Toronto-area home sales plunge as higher interest rates cool market


Higher interest rates have taken a bite out of the Toronto area’s seemingly insatiable appetite for real estate, with sales and home prices continuing to soften in April.

Prices were still climbing on a yearly basis last month — up 15 per cent over April 2021, according to the Toronto Regional Real Estate Board (TRREB) on Wednesday. But the average selling price of a house or condo dropped 3.6 per cent between March and April — the second consecutive month-over-month decline.

The average selling price for all types of houses and condos was $1.25 million in April, compared to $1.3 million in March and $1.09 million a year ago.

Sales last month were down 41.2 per cent year over year, tumbling 27 per cent from March — an unusual trend in spring, which is traditionally the busiest season in the real estate market.

Realtors have been reporting fewer bully offers and bidding wars as the record low interest rates that fueled housing prices during the recession have begun to rise again. The Bank of Canada hiked its overnight rate from 0.25 per cent to 0.5 per cent in March, then doubled it again to one per cent on April 13. Economists had been expecting the central bank’s overnight rate to rise to 2.25 per cent by the end of the year. But inflation, which has risen to 30-year highs, has prompted speculation that the key rate will go higher.

Between higher mortgage costs and the rising cost of everything from food to gas, homebuyers are pausing to evaluate just how much they can afford, says the real estate board. Realtors say they have been seeing fewer showings in many areas of the GTA for more than a month, although some homes and neighborhoods continue to draw competition.

The real estate board found sales declined most in April in the 905 region surrounding the city. Sales of detached houses that saw the most price escalation in the last two years plunged 47.2 per cent year over year in April. Those homes saw a 34 per cent sales decline in the city of Toronto.

The average selling price of a detached house in the suburbs was $1.26 million in April, compared to $1.63 million in the city of Toronto — a 17.5 per cent annual increase region-wide.

Although condo prices slumped for much of 2021, the real estate board found those home prices continued to rebound in April, rising 14 per cent across the GTA. Condo prices in the 905 zone rose 18 per cent annually, compared to about 13 per cent in Toronto. Sales were also down 34.5 per cent in the city, compared to a slightly lower 32.2 per cent drop in the 905 areas.

The real estate board has suggested that because they cost less than single-family homes, condos may weather the new higher-rate environment better than other housing types.

The Toronto-area market remains tight enough to still experience annual growth, said Jason Mercer, the real estate board’s chief market analyst. But with more homes listed and less competition among buyers, “the annual pace of growth will moderate in the coming months,” he said.

New listings were down 11.7 per cent year over year in April and active listings, which includes those homes that didn’t sell the previous month, rose 12.3 per cent.

In a recent interview, Royal LePage CEO Phil Soper told the Star that when home sales slow, it’s typical for a gulf to open between buyer and seller expectations. Buyers are quick to recognize that a cooler market could spell opportunity for them. Sellers don’t want to believe their homes are worth less than those of their neighbors who sold for more.

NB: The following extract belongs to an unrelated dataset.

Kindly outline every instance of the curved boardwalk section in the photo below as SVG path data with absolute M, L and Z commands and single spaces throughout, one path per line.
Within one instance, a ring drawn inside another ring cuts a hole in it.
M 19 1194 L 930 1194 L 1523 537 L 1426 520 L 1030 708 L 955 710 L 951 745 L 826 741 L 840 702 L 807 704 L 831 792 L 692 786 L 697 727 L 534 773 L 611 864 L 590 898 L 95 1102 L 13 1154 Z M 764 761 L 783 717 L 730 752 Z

“They’re at each end of a long dirt street and neither one is willing to draw,” he said. That results in fewer sales.

Even though sales have dropped, the GTA continues to suffer from a lack of housing, said real estate board CEO John DiMichele. He said that immigration continues to increase the population and warned that decision makers have to guard against fueling demand.

“In the absence of new supply, we will build a significant amount of pent-up demand that will need to be satisfied in the not-too-distant future,” he said.

While the resale housing market has slowed the last two months, new GTA condos sold at record levels in the first quarter of this year, according to a report released Tuesday by market research firm Urbanation.

It found sales of new developments were 55 per cent above the same period last year and 60 per cent above the 10-year average. The inventory of unsold condos also hit the lowest level in 18 quarters, according to a report from market research firm Urbanation.

But with construction costs rising faster than prices, as well as supply chain issues and development charge increases, there are challenging times ahead for the new-condo sector, warned Urbanation president Shaun Hildebrand.

“Expect developers to begin scaling back on new launches in the second half of the year,” he said.

Urbanation found there were already signs of price resistance in downtown condos in the first quarter, with those units showing slower price appreciation than condos in the Toronto suburbs of Scarborough, Etobicoke and North York, and the 905 communities outside the city.

New condos downtown continue to be the costliest and increased by 14 per cent to $1,637 per square foot, on average, in the first quarter. But suburban units appreciated 23 per cent in the same period, with units in the inner suburbs climbing to an average of $1,244 per square foot and, in the 905 areas, selling for an average of $1,073 per square foot.

“Demand is bumping against price levels and now higher interest rates, which should lead to slower rates of price appreciation,” said Hildebrand.

Correction – May 4, 2022 – This story has been updated.